Professoressa Negruzzo, veniamo al tempo nostro. E a questo Papa, che un anno dopo la sua elezione ha convocato un Anno Santo straordinario dedicato alla Misericordia. E adesso si appresta a celebrare il suo secondo Giubileo - dedicato alla speranza - nella cadenza ordinaria del venticinquesimo. La speranza di un cambiamento che il pontefice giudica necessario: nel rapporto tra l’uomo e la natura e tra l’uomo e i suoi simili. Pensa che questa possa essere una chiave di lettura?
«Credo di sì. Sicuramente, nel discorso di Bergoglio torna spesso il richiamo alla maternità della Terra e alla necessità di concepire il pianeta come uno degli elementi che il Creatore ha plasmato per l’uomo, ma di cui l’uomo deve godere evitando ogni sfruttamento o umiliazione. E poi c’è la speranza intesa come la disponibilità di portare il proprio cuore a chi ha più bisogno: miseri cor dare. Un gesto che è un po’ il leitmotiv di questo papato e, se vuole, anche dell’impegno stesso di Jorge Mario Bergoglio vescovo, il quale lo ha scelto come motto episcopale (Miserando atque eligendo, “Guardando con sentimento di amore e scegliendo”, una frase tratta dalle omelie di san Beda il Venerabile, ndr) e ha poi continuato ad associarlo alla sua azione come pontefice. Francesco intende la misericordia come l’apertura del singolo, dell’individuo, verso una speranza da compiere assieme agli altri. Ai peregrinantes, a coloro che muovono insieme verso Dio. Perché non è solo il singolo che riceve la misericordia; non è il singolo, da solo, a essere chiamato ad andare verso la speranza».
Molti si domandano se nel XXI secolo abbia ancora un senso celebrare un Anno Santo. Le chiedo, allora: qual è, oggi, il significato di un Anno Santo?
«Penso che questo tempo straordinario rimanga una necessità. È un momento che stimola la riflessione e il ripensamento anche in chi non crede. L’Anno Santo, in qualche modo, sollecita un approfondimento e indirizza verso una conversione che non va intesa soltanto dal punto di vista della fede. Convertire significa cambiare verso, provare a mettere qualcosa di nuovo nella nostra esistenza, nel tempo presente. Abbiamo bisogno di questo. Perché è vero che i fatti sono dirompenti e che l’attualità entra nella nostra vita con tutta la drammaticità, la confusione e a volte l’incomprensione di certe situazioni. Ma nel groviglio di questi conflitti ci si deve pure fermare. E pensare. Ad esempio, quanto sia scandaloso che oggi il mondo sia in guerra».
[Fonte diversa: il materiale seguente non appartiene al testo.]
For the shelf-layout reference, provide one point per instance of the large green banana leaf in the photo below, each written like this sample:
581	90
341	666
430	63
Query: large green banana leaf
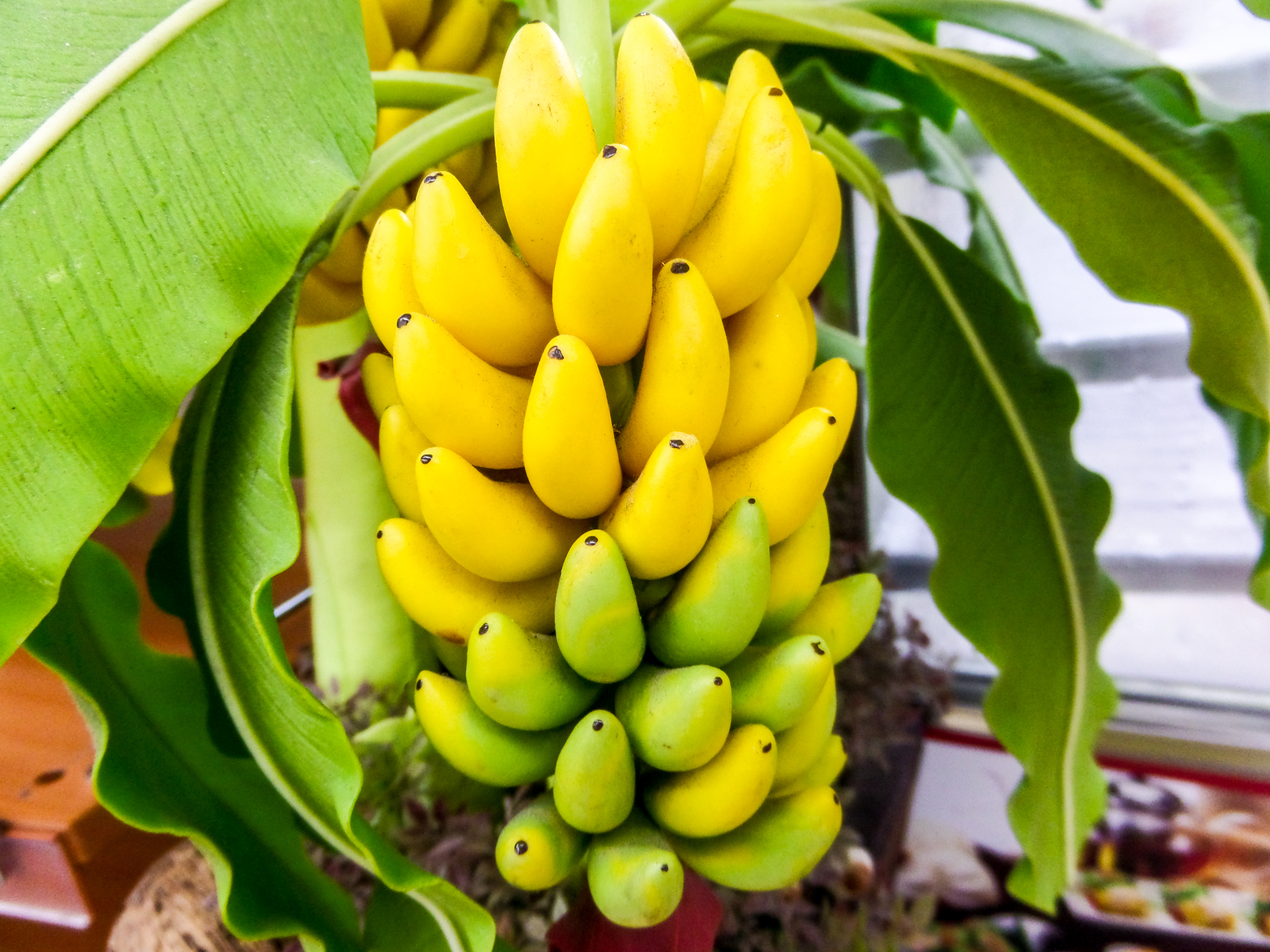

Il varco a San Pietro sarà aperto la notte di Natale
L’inaugurazione
Papa Francesco inaugurerà il Giubileo con il rito di apertura della porta santa della Basilica di San Pietro alle 19 del 24 dicembre prossimo. Subito dopo presiederà la messa di Natale.
L’indizione
Francesco ha indetto l’Anno Santo 2025 con la bolla Spes non confundit il 9 maggio scorso. Il Papa ha scelto come motto del Giubileo Peregrinantes in spem. Pellegrini nella speranza.
La storia
L’Anno Santo del 2025 è il 31.esimo della storia. Il primo fu indetto da papa Bonifacio VIII con la bolla Antiquorum habet il 22 febbraio 1300. Il XX secolo è stato quello con il maggior numero di Anni Santi (ben 7).
In Ticino
Nella diocesi di Lugano il Giubileo sarà aperto domenica 29 dicembre, alle 10, con una solenne celebrazione pontificale nella Cattedrale di San Lorenzo presieduta dall’amministratore apostolico, monsignor Alain de Raemy. Nell’àmbito dell’Anno Santo, in Ticino sono previsti in totale altri 30 eventi (l’elenco è pubblicato sul sito della diocesi).
La chiusura
L’Anno Santo terminerà il 6 gennaio 2026 con la cerimonia di chiusura della porta a San Pietro. Nella diocesi di Lugano la chiusura sarà anticipata a domenica 28 dicembre 2025.